Mit grimmiger Entschlossenheit schwang sich die Führerin der To-gai-ru in Nestys Sattel und führte ihre Truppe unmittelbar vor das belagerte Stadttor.
»Kämpft tapfer!«, rief sie.
»Und geht mutig in den Tod!«, kam die Antwort der To-gai-ru.
Irgendwo weit draußen vor der Stadt waren Hornsignale zu hören, und plötzlich wurde überall auf den Mauern Tanalk Grenks Name gerufen.
Brynn nickte grimmig. Sie wusste, dass ihr treuer und fähiger Kommandant De Hamman hart an den Flanken attackieren und dem Angriff auf die Stadt dadurch etwas von seiner Wucht nehmen würde.
Als auf den Mauern erneut aufgeregte, ja hoffnungsvolle Rufe laut wurden, folgte Brynn ihnen mit dem Blick, bis sie schließlich immer mehr Krieger kurz innehalten und mit dem Finger in den südwestlichen Himmel zeigen sah.

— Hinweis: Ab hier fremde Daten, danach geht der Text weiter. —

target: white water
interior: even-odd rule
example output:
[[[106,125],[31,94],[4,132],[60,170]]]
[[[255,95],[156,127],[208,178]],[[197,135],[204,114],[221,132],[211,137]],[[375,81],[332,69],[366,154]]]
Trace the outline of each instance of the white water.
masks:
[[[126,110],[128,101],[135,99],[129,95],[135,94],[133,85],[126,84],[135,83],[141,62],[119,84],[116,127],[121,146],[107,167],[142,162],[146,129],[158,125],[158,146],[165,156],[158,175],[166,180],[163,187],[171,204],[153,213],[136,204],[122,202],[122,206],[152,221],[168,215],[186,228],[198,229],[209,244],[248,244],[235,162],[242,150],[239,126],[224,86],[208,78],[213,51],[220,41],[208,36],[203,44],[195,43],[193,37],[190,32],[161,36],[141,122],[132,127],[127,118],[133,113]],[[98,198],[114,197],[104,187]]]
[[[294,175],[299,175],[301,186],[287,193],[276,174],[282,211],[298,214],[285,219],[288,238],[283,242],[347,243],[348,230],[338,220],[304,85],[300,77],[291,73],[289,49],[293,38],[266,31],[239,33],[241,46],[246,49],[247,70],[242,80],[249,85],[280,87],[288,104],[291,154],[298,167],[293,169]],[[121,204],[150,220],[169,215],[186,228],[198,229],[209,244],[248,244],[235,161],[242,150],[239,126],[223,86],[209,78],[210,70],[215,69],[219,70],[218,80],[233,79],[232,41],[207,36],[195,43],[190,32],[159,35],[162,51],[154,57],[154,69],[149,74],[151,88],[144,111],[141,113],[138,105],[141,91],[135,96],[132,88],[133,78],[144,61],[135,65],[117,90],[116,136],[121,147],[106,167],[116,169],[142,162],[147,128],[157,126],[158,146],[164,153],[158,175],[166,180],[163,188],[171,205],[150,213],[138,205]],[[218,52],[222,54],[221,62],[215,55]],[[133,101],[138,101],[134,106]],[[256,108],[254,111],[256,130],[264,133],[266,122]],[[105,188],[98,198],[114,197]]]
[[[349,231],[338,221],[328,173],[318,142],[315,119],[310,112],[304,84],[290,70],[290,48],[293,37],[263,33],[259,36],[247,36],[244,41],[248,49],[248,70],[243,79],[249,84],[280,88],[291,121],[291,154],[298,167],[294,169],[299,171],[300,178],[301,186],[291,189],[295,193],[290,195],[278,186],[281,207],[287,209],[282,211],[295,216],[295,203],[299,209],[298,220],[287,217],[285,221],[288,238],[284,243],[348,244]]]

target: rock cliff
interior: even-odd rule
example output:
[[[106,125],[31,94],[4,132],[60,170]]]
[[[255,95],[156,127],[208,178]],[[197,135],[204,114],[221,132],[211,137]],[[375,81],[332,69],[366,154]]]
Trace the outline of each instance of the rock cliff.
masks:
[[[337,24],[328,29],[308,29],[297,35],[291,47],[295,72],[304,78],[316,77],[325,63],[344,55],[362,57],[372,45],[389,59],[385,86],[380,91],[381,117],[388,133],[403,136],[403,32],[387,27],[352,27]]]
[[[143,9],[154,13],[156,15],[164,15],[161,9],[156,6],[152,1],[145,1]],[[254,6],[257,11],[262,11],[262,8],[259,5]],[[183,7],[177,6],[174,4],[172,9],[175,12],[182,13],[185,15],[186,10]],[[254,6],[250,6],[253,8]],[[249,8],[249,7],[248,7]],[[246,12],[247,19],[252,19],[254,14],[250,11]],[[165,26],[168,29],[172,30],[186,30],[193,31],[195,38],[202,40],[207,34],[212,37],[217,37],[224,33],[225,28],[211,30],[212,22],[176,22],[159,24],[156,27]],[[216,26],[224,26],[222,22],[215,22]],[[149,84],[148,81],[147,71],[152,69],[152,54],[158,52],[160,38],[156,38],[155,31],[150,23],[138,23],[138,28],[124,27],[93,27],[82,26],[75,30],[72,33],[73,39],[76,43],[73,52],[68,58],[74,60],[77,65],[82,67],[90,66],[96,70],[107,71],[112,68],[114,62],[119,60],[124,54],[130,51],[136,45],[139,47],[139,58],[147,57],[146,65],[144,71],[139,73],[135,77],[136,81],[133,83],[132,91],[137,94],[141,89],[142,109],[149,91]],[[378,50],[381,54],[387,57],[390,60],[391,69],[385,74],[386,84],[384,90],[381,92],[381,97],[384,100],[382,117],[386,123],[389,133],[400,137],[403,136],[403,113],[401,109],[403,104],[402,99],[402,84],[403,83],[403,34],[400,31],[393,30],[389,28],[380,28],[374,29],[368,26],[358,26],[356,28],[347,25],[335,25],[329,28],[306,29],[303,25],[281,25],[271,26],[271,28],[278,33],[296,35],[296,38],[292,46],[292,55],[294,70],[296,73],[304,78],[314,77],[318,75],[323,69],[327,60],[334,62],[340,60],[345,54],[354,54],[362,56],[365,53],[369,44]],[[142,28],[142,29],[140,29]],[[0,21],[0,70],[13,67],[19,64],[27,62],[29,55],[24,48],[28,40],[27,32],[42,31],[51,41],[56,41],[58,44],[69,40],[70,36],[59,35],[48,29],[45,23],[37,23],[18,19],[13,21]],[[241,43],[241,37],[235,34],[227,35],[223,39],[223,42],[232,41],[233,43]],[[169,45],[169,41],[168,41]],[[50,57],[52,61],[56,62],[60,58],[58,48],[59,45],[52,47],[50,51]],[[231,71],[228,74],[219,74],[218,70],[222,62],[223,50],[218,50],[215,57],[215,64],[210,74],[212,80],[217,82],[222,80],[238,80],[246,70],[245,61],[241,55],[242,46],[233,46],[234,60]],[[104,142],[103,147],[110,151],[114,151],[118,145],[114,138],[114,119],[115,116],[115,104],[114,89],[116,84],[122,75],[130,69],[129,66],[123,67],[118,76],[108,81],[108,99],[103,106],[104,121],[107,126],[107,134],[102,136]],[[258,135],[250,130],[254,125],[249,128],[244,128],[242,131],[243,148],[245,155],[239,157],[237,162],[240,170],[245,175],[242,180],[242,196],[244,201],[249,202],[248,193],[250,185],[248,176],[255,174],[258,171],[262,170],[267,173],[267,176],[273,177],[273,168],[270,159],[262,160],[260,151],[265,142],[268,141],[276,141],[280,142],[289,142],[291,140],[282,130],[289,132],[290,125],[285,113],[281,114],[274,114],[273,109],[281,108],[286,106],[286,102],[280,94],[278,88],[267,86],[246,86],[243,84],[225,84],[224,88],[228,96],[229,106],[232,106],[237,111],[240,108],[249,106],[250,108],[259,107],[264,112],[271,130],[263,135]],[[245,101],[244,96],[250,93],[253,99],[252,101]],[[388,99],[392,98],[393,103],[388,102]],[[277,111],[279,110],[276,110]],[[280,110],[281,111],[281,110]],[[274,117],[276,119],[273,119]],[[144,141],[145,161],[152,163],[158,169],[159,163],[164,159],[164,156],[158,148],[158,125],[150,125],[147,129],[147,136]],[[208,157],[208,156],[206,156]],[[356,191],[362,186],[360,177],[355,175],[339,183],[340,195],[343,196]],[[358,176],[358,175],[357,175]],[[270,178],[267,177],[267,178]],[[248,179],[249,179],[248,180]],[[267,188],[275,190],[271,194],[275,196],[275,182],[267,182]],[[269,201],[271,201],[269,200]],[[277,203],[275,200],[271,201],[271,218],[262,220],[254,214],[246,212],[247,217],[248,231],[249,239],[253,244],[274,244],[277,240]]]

»Jetzt wirst du meinen Drachen kennen lernen, Yatol De Hamman«, stieß sie zwischen zusammengebissenen Zähnen hervor. Am liebsten wäre sie hinaufgeklettert, um das Schauspiel mit eigenen Augen zu verfolgen, doch mittlerweile hatte das Tor unter lautem Knirschen immer weiter nachgegeben, bis ein Spalt zwischen den beiden Flügeln klaffte und eines der riesigen Tore schließlich unter großem Getöse in den Mauerinnenhof fiel. Es lag kaum am Boden, als bereits der Sturmangriff der Kavallerie des Bärenreiches darüber hinwegfegte.
»Kämpft tapfer!«, rief Brynn erneut.
»Und geht mutig in den Tod!«, erschallte der von Leidenschaft erfüllte Schlachtruf.
Brynn stürmte voran. Ihr kräftiges Pony scheute nicht im Mindesten zurück, als sie es unmittelbar gegen die Flanke eines weit größeren Pferdes drängte und zwischen dieses und ein zweites schob. Eine blitzschnelle Schwertbewegung nach links und gleich darauf nach rechts, und schon hatte sie den ersten Angriff abgewehrt und einen zweiten eingeleitet, den der Reiter aus dem Bärenreich nur mit knapper Not abblocken konnte. Aber als er zum Konter ansetzte, verriss Brynn gekonnt ihr Pony und brachte es aus seiner Reichweite, ehe das Tier in perfektem Einklang mit ihrem zweiten Stoß erneut nach vorne preschte.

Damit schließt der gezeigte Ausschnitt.